Cumhuriyet, ulusun egemenliğini kendi elinde tuttuğu ve bunu belirli süreler için seçtiği milletvekilleri aracılığıyla kullandığı devlet biçimidir. Türk Dil Kurumu, Cumhuriyet tanımını bu şekilde yapmıştır. Ancak “Türkiye Cumhuriyeti” denildiğinde, tanımlara sığmayacak kadar yoğun bir mücadele sonrası Ulu Önder Atatürk’ün Türkiye için en doğru yönetim biçiminin Cumhuriyet olduğunu 1923 yılında ilan etmesiyle birlikte, ulusun egemenliğini ve yaşanan egemenlik mücadelesini taçlandıran bir millî bağımsızlıktan söz edebiliriz.
Cumhuriyet’in temeli, milletin egemenliği kendi ellerinde tutabilme gücüdür.
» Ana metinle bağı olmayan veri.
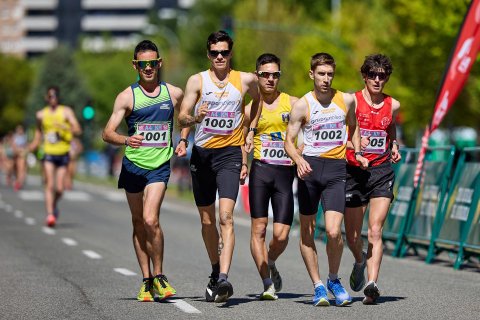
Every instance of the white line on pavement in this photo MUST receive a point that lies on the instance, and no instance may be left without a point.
(69, 242)
(49, 231)
(92, 254)
(30, 221)
(124, 271)
(184, 306)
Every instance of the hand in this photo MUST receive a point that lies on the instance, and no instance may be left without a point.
(181, 149)
(243, 174)
(135, 141)
(364, 142)
(201, 112)
(303, 168)
(363, 161)
(249, 141)
(396, 155)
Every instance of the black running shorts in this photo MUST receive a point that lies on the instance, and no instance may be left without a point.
(326, 182)
(374, 182)
(215, 169)
(271, 182)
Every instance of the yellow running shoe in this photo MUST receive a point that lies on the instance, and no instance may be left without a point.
(146, 293)
(162, 288)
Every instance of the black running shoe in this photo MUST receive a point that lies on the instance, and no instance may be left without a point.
(225, 291)
(212, 288)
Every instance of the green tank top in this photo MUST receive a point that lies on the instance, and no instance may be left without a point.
(153, 118)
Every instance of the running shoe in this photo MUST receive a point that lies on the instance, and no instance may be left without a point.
(269, 293)
(276, 278)
(371, 293)
(146, 293)
(320, 297)
(51, 220)
(162, 288)
(357, 277)
(342, 298)
(224, 291)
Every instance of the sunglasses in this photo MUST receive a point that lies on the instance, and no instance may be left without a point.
(215, 53)
(266, 74)
(142, 64)
(372, 75)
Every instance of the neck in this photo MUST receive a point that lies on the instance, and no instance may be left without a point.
(324, 97)
(270, 98)
(373, 98)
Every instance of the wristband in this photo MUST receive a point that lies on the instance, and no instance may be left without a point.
(184, 140)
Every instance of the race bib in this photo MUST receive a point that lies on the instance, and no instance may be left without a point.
(219, 122)
(273, 152)
(329, 134)
(155, 135)
(378, 140)
(52, 137)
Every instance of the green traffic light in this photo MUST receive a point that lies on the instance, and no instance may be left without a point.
(88, 113)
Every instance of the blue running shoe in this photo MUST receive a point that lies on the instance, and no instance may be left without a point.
(320, 297)
(342, 298)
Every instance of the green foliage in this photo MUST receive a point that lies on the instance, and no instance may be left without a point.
(58, 68)
(15, 82)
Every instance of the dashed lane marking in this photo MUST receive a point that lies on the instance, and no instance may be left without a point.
(92, 254)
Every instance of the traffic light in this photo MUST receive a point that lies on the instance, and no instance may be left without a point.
(88, 112)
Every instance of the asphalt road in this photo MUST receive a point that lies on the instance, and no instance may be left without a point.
(85, 268)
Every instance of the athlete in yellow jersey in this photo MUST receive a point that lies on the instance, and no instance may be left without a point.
(324, 115)
(56, 126)
(271, 176)
(217, 163)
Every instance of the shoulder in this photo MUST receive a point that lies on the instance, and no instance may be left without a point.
(175, 92)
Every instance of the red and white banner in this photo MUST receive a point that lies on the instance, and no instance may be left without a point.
(458, 69)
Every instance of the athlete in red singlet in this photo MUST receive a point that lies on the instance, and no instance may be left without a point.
(376, 113)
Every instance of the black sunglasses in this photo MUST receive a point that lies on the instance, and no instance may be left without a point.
(215, 53)
(372, 75)
(266, 74)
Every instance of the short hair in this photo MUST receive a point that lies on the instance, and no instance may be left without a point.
(145, 45)
(267, 58)
(320, 59)
(219, 36)
(54, 88)
(377, 61)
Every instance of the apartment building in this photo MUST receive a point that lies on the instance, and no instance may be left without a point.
(33, 27)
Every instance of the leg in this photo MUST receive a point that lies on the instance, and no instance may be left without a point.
(227, 233)
(353, 230)
(378, 213)
(210, 232)
(307, 246)
(135, 202)
(257, 246)
(333, 222)
(49, 170)
(154, 194)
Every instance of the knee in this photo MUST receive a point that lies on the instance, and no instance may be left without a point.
(375, 234)
(334, 234)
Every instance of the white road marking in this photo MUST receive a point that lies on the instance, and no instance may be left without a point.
(92, 254)
(124, 271)
(184, 306)
(49, 231)
(69, 242)
(30, 195)
(30, 221)
(77, 196)
(115, 196)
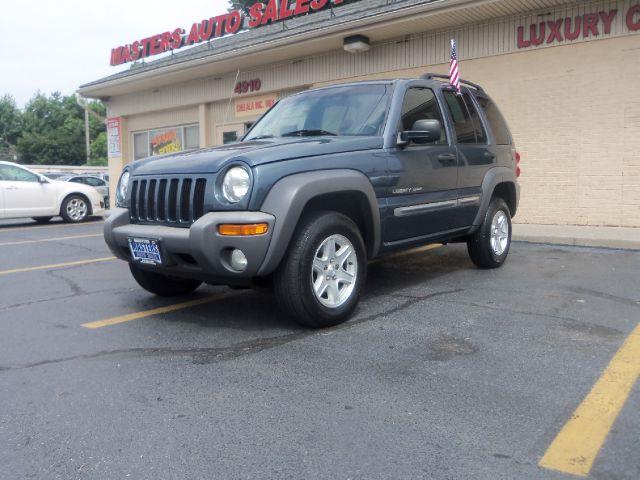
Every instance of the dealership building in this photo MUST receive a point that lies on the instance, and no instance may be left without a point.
(566, 75)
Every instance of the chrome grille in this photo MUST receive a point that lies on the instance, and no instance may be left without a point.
(168, 201)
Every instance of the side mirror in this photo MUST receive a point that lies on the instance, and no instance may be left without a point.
(423, 131)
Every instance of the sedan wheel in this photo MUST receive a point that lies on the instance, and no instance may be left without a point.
(75, 209)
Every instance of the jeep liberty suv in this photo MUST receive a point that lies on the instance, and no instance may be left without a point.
(325, 181)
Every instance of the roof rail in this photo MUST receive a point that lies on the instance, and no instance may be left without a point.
(431, 76)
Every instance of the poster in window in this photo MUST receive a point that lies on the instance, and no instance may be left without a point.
(114, 130)
(165, 141)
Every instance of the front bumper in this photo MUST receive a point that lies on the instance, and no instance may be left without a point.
(198, 252)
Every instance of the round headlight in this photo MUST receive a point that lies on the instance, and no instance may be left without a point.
(123, 187)
(236, 184)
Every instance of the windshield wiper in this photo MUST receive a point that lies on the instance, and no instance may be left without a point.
(308, 133)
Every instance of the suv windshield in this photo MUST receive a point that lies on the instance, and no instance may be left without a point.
(344, 111)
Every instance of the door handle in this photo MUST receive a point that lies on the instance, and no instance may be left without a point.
(446, 158)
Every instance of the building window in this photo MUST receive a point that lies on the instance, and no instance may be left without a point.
(191, 137)
(165, 140)
(140, 145)
(229, 137)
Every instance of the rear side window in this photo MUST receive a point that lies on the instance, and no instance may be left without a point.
(421, 104)
(496, 121)
(466, 119)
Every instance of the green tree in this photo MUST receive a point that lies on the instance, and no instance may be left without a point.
(53, 130)
(10, 121)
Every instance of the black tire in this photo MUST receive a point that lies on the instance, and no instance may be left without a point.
(70, 215)
(163, 285)
(293, 279)
(479, 244)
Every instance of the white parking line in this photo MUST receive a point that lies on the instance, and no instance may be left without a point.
(57, 225)
(56, 265)
(56, 239)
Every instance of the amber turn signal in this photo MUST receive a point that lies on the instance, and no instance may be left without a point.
(231, 230)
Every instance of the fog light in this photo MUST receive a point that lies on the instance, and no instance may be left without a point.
(238, 260)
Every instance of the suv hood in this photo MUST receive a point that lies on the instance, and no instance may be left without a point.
(257, 152)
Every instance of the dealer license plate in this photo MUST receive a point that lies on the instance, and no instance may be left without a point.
(145, 250)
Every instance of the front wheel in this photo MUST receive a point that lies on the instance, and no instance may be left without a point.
(163, 285)
(320, 280)
(75, 209)
(489, 246)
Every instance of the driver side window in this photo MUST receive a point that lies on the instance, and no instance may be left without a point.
(421, 104)
(16, 174)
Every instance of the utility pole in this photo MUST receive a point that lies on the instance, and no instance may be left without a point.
(87, 111)
(87, 134)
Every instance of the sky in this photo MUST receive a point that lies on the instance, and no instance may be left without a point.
(61, 44)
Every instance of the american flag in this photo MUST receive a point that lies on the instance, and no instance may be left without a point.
(454, 73)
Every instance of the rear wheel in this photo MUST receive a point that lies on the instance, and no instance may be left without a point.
(489, 246)
(75, 209)
(320, 280)
(163, 285)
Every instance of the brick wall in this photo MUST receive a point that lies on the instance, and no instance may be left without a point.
(574, 111)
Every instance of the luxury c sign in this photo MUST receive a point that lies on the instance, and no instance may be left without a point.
(259, 14)
(633, 18)
(589, 25)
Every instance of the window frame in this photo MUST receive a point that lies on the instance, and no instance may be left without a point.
(439, 105)
(35, 175)
(480, 111)
(476, 106)
(494, 138)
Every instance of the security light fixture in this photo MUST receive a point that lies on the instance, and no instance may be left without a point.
(356, 44)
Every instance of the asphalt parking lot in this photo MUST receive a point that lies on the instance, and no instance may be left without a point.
(446, 372)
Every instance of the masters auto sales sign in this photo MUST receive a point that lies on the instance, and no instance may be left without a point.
(259, 14)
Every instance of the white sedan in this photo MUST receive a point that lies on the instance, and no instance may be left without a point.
(24, 193)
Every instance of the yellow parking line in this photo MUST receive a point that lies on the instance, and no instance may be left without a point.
(577, 445)
(56, 265)
(24, 242)
(57, 225)
(157, 311)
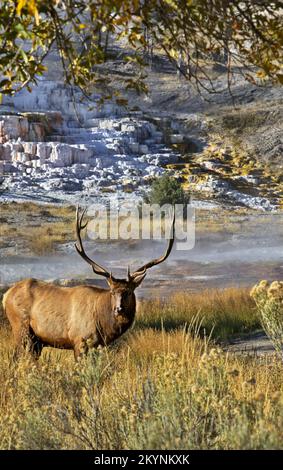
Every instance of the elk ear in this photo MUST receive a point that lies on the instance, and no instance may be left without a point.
(138, 279)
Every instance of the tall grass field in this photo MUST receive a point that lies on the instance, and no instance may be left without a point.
(167, 384)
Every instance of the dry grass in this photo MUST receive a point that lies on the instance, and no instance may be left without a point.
(37, 228)
(156, 388)
(221, 313)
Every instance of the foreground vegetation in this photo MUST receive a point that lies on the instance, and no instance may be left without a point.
(162, 386)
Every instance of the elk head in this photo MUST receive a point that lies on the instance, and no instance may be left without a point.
(122, 290)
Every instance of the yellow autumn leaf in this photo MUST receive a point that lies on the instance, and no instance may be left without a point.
(32, 8)
(20, 6)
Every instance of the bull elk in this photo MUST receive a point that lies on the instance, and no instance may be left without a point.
(43, 314)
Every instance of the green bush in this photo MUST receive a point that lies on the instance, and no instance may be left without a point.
(166, 190)
(269, 301)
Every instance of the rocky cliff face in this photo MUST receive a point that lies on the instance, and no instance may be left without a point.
(55, 145)
(52, 143)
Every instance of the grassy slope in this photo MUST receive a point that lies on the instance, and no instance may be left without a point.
(157, 388)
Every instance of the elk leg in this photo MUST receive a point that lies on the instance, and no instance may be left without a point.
(35, 345)
(83, 346)
(26, 340)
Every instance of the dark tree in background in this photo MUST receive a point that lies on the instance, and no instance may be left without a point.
(244, 35)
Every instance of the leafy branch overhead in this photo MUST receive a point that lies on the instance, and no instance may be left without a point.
(243, 36)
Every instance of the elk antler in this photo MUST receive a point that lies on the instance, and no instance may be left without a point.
(156, 261)
(80, 249)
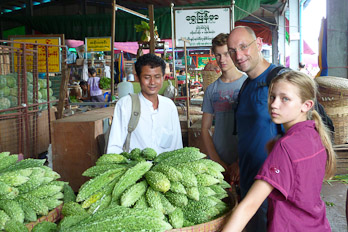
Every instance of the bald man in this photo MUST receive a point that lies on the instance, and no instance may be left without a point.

Belirli zamanlarda, belirli süreler boyunca halk tarafından seçilen milletvekilleri aracılığıyla bu şanlı yönetim biçimimizi bu pazar itibariyle 100. yılına ulaştırmış olacağız.
Tüm hafta boyunca evlerin balkonlarını, pencerelerini ve pek çok iş yerini süslemiş olan şanlı bayrağımızın altında, yurdun her köşesinden saygıyla, minnetle ve özlemle başta Ulu Önder Atatürk’ü olmak üzere, yurdumuza bağımsızlık kazandıran tüm şehitlerimizi de bir kez daha sonsuz bir şükranla anmış olacağız.
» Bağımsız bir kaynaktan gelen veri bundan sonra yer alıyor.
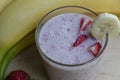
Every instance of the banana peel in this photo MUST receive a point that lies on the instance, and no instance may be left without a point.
(12, 52)
(22, 16)
(4, 4)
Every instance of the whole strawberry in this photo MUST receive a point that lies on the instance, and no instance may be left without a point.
(18, 75)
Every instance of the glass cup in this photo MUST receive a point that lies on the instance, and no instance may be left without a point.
(59, 71)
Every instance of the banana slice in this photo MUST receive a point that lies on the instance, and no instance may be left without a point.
(105, 23)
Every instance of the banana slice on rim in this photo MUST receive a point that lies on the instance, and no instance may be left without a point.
(105, 23)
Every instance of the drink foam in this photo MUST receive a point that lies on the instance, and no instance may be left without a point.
(59, 33)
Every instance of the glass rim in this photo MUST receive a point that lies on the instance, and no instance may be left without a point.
(63, 64)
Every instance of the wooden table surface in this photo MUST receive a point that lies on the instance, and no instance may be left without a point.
(30, 61)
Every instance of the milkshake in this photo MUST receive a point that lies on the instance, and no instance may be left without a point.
(67, 47)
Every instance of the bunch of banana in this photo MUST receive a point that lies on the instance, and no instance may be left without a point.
(22, 16)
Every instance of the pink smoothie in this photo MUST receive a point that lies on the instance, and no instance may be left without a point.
(58, 35)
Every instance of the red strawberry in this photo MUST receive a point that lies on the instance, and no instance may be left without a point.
(86, 25)
(95, 48)
(79, 40)
(18, 75)
(83, 28)
(81, 24)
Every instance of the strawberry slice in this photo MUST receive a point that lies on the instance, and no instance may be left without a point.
(95, 48)
(79, 40)
(83, 27)
(82, 20)
(86, 25)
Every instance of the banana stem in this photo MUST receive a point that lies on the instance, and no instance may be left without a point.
(22, 44)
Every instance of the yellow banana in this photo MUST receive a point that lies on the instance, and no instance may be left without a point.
(12, 52)
(22, 16)
(4, 4)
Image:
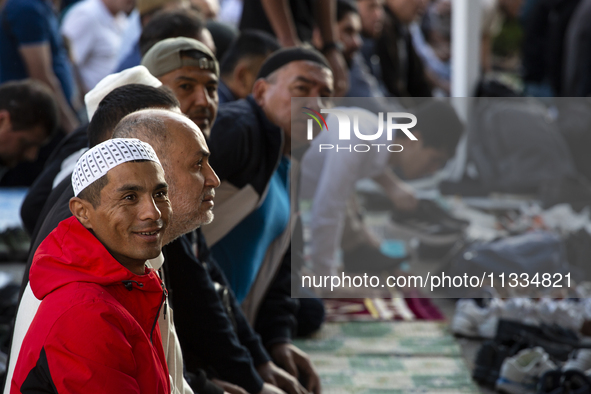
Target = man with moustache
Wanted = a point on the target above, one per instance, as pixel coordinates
(190, 69)
(91, 276)
(191, 183)
(250, 238)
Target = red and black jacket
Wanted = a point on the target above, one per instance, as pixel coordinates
(95, 331)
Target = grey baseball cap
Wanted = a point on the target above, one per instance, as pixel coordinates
(166, 56)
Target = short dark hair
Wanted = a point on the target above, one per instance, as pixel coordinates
(170, 24)
(30, 103)
(439, 125)
(250, 43)
(123, 101)
(344, 7)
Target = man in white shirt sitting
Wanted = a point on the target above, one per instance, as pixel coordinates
(329, 176)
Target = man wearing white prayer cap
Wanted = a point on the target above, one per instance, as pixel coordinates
(118, 103)
(61, 162)
(95, 330)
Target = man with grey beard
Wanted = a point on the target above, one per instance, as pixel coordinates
(212, 337)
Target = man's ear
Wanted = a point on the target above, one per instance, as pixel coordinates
(239, 77)
(258, 91)
(83, 210)
(5, 123)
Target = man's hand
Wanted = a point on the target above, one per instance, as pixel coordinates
(295, 361)
(339, 71)
(403, 197)
(274, 375)
(229, 387)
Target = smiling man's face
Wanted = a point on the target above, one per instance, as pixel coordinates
(133, 212)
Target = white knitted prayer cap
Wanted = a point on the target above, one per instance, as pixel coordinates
(138, 75)
(102, 158)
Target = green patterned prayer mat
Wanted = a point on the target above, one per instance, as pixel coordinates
(388, 358)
Peki, yönetim biçimimiz Cumhuriyet olmasaydı neler olabilirdi hiç düşündünüz mü? Tarihte denenen ve çöküşe neden olan birden çok rejimden bahsedilebilir. Bunu daha kolay anlayabilmek için isterseniz tam tersi düşünerek Cumhuriyet’in sağladığı Anayasal haklarımızı ele alalım.
Cumhuriyet, her şeyden önden kişilerin yaşam ve kişi dokunulmazlığı haklarını güvence altına alan bir yönetim biçimidir. Yani Cumhuriyet’in temelinde halkın kendi yöneticilerini kendi seçme hakkının yanı sıra; yaşama hakkı, kişi hürriyeti ve güvenliği gibi pek çok temel yaşam haklarından bahsetmek mümkün. Ayrıca Cumhuriyet ile birlikte kazanılan Anayasal haklar arasında; özel hayatın gizliliği ve korunması, yerleşme ve seyahat hürriyetinin yanı sıra din ve vicdan hürriyeti de kazanılmıştır.
Bunlarla birlikte; düşünce ve kanaat hürriyeti, bilim ve sanat hürriyeti, basın ve yayınla ilgili hürriyetler, toplantı hak ve hürriyeti, mülkiyet hakkı, hak arama hürriyeti ve temel hak ve hürriyetlerin korunması ayrıcalıkları da yine Cumhuriyet’in sağladığı Anayasal haklarımızdandır. Yani Cumhuriyet olmasaydı, bırakın seçme seçilme hakkını, kendi kişilik haklarımızı dahi elde edemeyecektik.
O yüzden, “Cumhuriyet olmasaydı ne olurdu?” sorusunun cevabı son derece karanlık sonuçları getiriyor zihinlere. Ancak her şeyden önce zorlu mücadele yıllarımızın ardından 1923 yılında Ulu Önder Atatürk tarafından armağan edilen Cumhuriyet, bir tanımdan çok daha fazlası demektir bizim için. Cumhuriyet, özgürlüktür, bağımsızlıktır, yıllarca verilen zorlu mücadelelerin Türk milleti adına sağlanmış en değerli biçimiyle taçlanmış olan büyük bir zaferdir.
Unutulmamalıdır ki Ulu Önder Mustafa Kemal Atatürk’ün dediği gibi; “Egemenlik, kayıtsız, şartsız milletindir!” Nice 100 yıllara Türkiye Cumhuriyeti, bağımsızlık savaşlarımız sonunda Cumhuriyet’le taçlanan mücadelemiz ve bitmeyecek milli ruhumuzla; “Ne Mutlu Türküm Diyene!”